Mutations in a gene called PALB2 raise the risk of breast cancer in women by almost as much as mutations in BRCA1 and BRCA2, the genes implicated in most inherited cases of the disease, a team of researchers reported Wednesday.

Previous data had indicated that mutations in PALB2 were linked to breast cancer, and some genetic tests already screen for them. But it had not been clear to what extent these mutations raised a carrier’s odds of developing the disease.

Mutations in PALB2 can make breast cancer up to nine times more likely to develop in women, the researchers report in the current issue of The New England Journal of Medicine.

About 5 to 10 percent of breast cancers are thought to be caused by bad BRCA1 or BRCA2 genes. Beyond those, many other genes are thought to play a role, but how much each one raises risk has not been known, said Dr. Jeffrey Weitzel, a genetics expert at City of Hope Cancer Center in Duarte, Calif.

The new study on PALB2 shows “This one is serious,” and probably is the most dangerous in terms of breast cancer after the BRCA genes, said Weitzel, one of the study leaders.

It involved 362 members of 154 families with PALB2 mutations. The faulty gene seems to give a woman a 35 percent chance of developing breast cancer by age 70 and an even greater risk if she has two or more close relatives with the disease.

That’s nearly as high as the risk from a faulty BRCA2 gene, Dr. Michele Evans, of the National Institute on Aging, and Dr. Dan Longo, of the medical journal staff, write in a commentary in the journal.

The PALB2 gene works with BRCA2 as a tumor suppressor, so when it is mutated, cancer can flourish.

The breast-cancer risk for women younger than 40 with PALB2 mutation was eight to nine times higher than that of the general population. The risk was six to eight times higher among women 40 to 60 with these mutations, and five times as high among women older than 60.

The scientists were not able to explain why younger women with the mutations were at higher risk.

The data also indicated that women with the PALB2 mutations were slightly more likely to have “triple-negative” breast cancer, a form resistant to hormone treatment, more aggressive and more likely to recur than other subtypes.

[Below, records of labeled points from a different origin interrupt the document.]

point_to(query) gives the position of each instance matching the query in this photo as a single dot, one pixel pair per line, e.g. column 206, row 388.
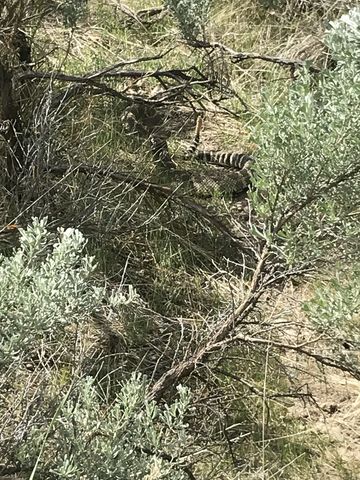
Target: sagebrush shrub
column 306, row 177
column 44, row 287
column 131, row 438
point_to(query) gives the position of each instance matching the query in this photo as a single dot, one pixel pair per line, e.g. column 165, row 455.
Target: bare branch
column 238, row 57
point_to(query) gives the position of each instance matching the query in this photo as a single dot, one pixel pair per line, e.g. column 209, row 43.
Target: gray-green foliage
column 335, row 306
column 44, row 287
column 192, row 16
column 132, row 438
column 307, row 169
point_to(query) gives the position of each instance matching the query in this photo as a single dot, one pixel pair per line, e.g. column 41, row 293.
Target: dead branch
column 161, row 190
column 221, row 331
column 238, row 57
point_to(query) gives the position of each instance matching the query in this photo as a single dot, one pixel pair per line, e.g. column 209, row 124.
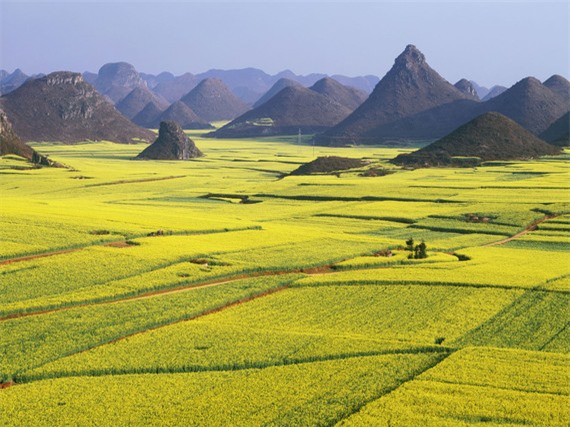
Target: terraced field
column 221, row 291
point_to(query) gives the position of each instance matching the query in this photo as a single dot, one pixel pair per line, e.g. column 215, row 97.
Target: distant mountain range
column 63, row 107
column 295, row 108
column 412, row 101
column 490, row 136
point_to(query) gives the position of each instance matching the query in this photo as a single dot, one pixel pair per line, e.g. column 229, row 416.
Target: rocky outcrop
column 10, row 143
column 410, row 87
column 292, row 109
column 62, row 107
column 172, row 144
column 212, row 100
column 467, row 88
column 116, row 80
column 350, row 97
column 491, row 136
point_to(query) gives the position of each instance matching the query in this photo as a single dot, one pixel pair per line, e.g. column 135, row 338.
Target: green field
column 222, row 292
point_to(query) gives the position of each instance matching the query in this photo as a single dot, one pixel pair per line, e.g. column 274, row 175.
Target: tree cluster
column 416, row 251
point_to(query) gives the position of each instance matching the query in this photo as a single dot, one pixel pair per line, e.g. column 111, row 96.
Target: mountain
column 182, row 114
column 116, row 80
column 63, row 107
column 529, row 103
column 559, row 85
column 275, row 89
column 493, row 92
column 10, row 143
column 149, row 116
column 152, row 81
column 364, row 83
column 12, row 81
column 294, row 108
column 212, row 100
column 171, row 144
column 137, row 99
column 466, row 87
column 349, row 97
column 481, row 90
column 410, row 87
column 247, row 83
column 490, row 136
column 173, row 90
column 558, row 133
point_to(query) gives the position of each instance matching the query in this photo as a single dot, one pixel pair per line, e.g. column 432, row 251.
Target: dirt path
column 43, row 255
column 531, row 227
column 189, row 287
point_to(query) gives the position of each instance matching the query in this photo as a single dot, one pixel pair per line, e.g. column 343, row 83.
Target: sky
column 487, row 41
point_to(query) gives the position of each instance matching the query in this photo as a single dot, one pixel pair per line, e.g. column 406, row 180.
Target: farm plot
column 491, row 386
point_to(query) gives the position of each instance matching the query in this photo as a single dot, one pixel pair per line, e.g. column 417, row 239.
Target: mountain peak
column 63, row 77
column 410, row 56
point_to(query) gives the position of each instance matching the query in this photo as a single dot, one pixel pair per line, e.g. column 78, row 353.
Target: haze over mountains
column 63, row 107
column 411, row 102
column 490, row 136
column 296, row 108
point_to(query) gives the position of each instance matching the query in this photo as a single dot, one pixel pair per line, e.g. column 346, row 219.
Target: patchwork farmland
column 223, row 291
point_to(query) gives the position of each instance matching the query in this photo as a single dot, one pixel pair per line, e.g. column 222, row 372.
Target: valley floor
column 222, row 291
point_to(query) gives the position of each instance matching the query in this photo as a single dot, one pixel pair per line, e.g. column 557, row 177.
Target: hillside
column 275, row 89
column 558, row 85
column 291, row 110
column 63, row 107
column 137, row 100
column 116, row 80
column 148, row 117
column 558, row 133
column 493, row 92
column 180, row 113
column 467, row 88
column 410, row 87
column 10, row 143
column 529, row 103
column 213, row 101
column 171, row 144
column 174, row 89
column 490, row 136
column 350, row 97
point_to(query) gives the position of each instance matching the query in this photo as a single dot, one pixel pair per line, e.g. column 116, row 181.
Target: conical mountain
column 173, row 90
column 13, row 81
column 212, row 100
column 558, row 133
column 530, row 104
column 279, row 85
column 149, row 116
column 116, row 80
column 184, row 116
column 63, row 107
column 349, row 97
column 493, row 92
column 10, row 143
column 172, row 144
column 559, row 85
column 467, row 88
column 490, row 136
column 292, row 109
column 137, row 100
column 410, row 87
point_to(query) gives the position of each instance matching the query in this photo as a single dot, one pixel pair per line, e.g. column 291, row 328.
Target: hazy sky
column 489, row 42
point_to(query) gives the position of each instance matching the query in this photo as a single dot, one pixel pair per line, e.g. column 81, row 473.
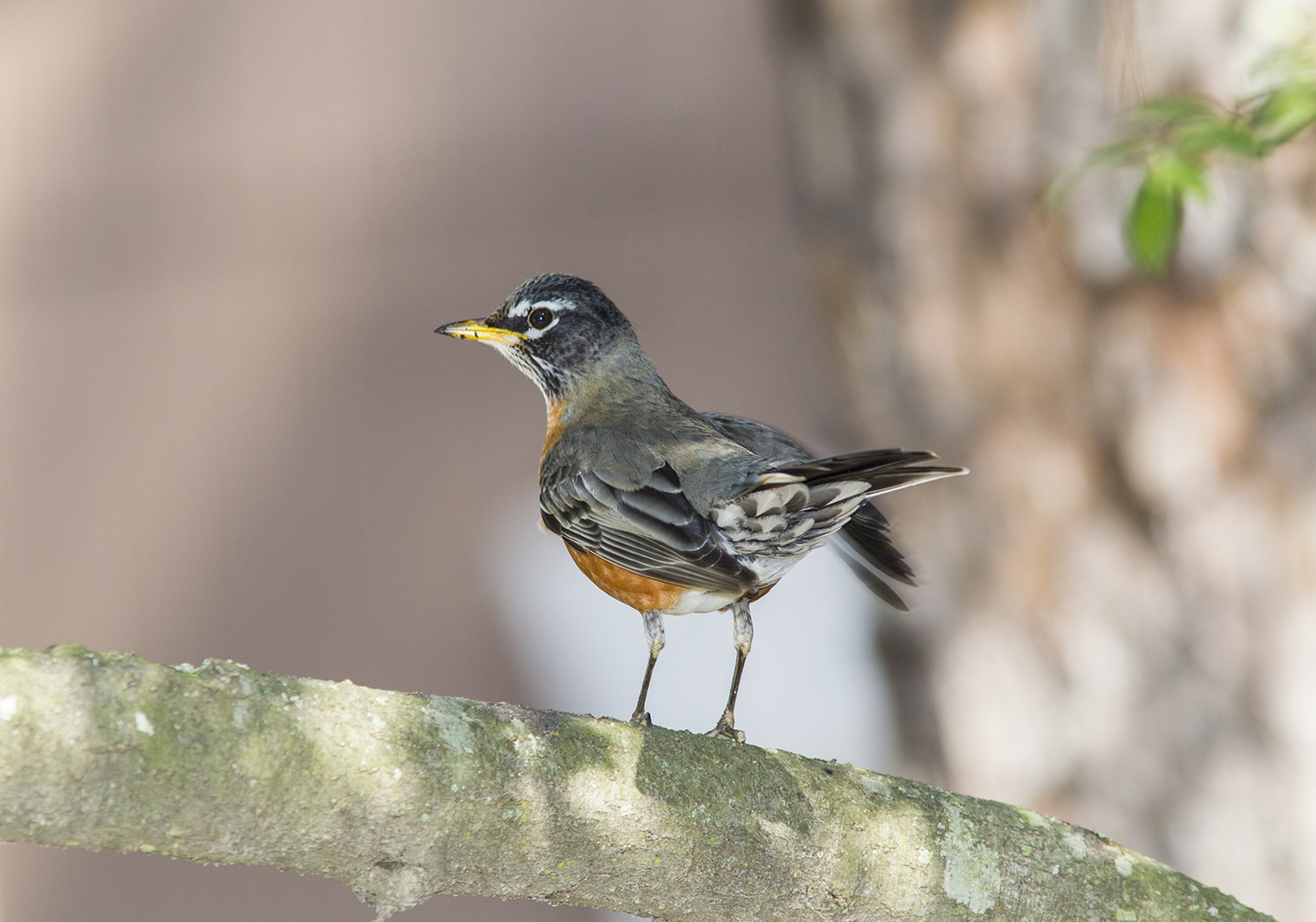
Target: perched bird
column 668, row 509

How common the PALB2 mutations are isn’t well-known, but it’s “probably more than we thought because people just weren’t testing for it,” Weitzel said. He found three cases among his own breast-cancer patients in the past month alone.

Among breast-cancer patients, BRCA mutations are carried by 5 percent of whites and 12 percent of Eastern European (Ashkenazi) Jews. PALB2 mutations have been seen in up to 4 percent of families with a history of breast cancer.

Men with a faulty PALB2 gene also have a risk for breast cancer that is eight times greater than men in the general population.

Testing for PALB2 often is included in more comprehensive genetic testing, and the new study should give people with the mutation better information on their risk, Weitzel said. Doctors say that people with faulty cancer genes should be offered genetic counseling and may want to consider more frequent screening and prevention options, which can range from hormone-blocking pills to breast removal.

The actress Angelina Jolie had her healthy breasts removed last year after learning she had a defective BRCA1 gene.

The study was funded by many government and cancer groups around the world and was led by Dr. Marc Tischkowitz of the University of Cambridge in England. The authors include Mary-Clare King, the University of Washington scientist who discovered the first breast-cancer predisposition gene, BRCA1.

Dr. Anees Chagpar, director of the breast center at Yale-New Haven hospital, who was not involved in the work, said she was impressed with the study but cautioned that other factors must be considered in evaluating a woman’s risk.

“This has to be tailored to the patients, who may have other mutations and varying family risk,” she said. “With no family history, the increase they found is 35 percent. If you have two or more family members with cancer, they found a risk of 58 percent.”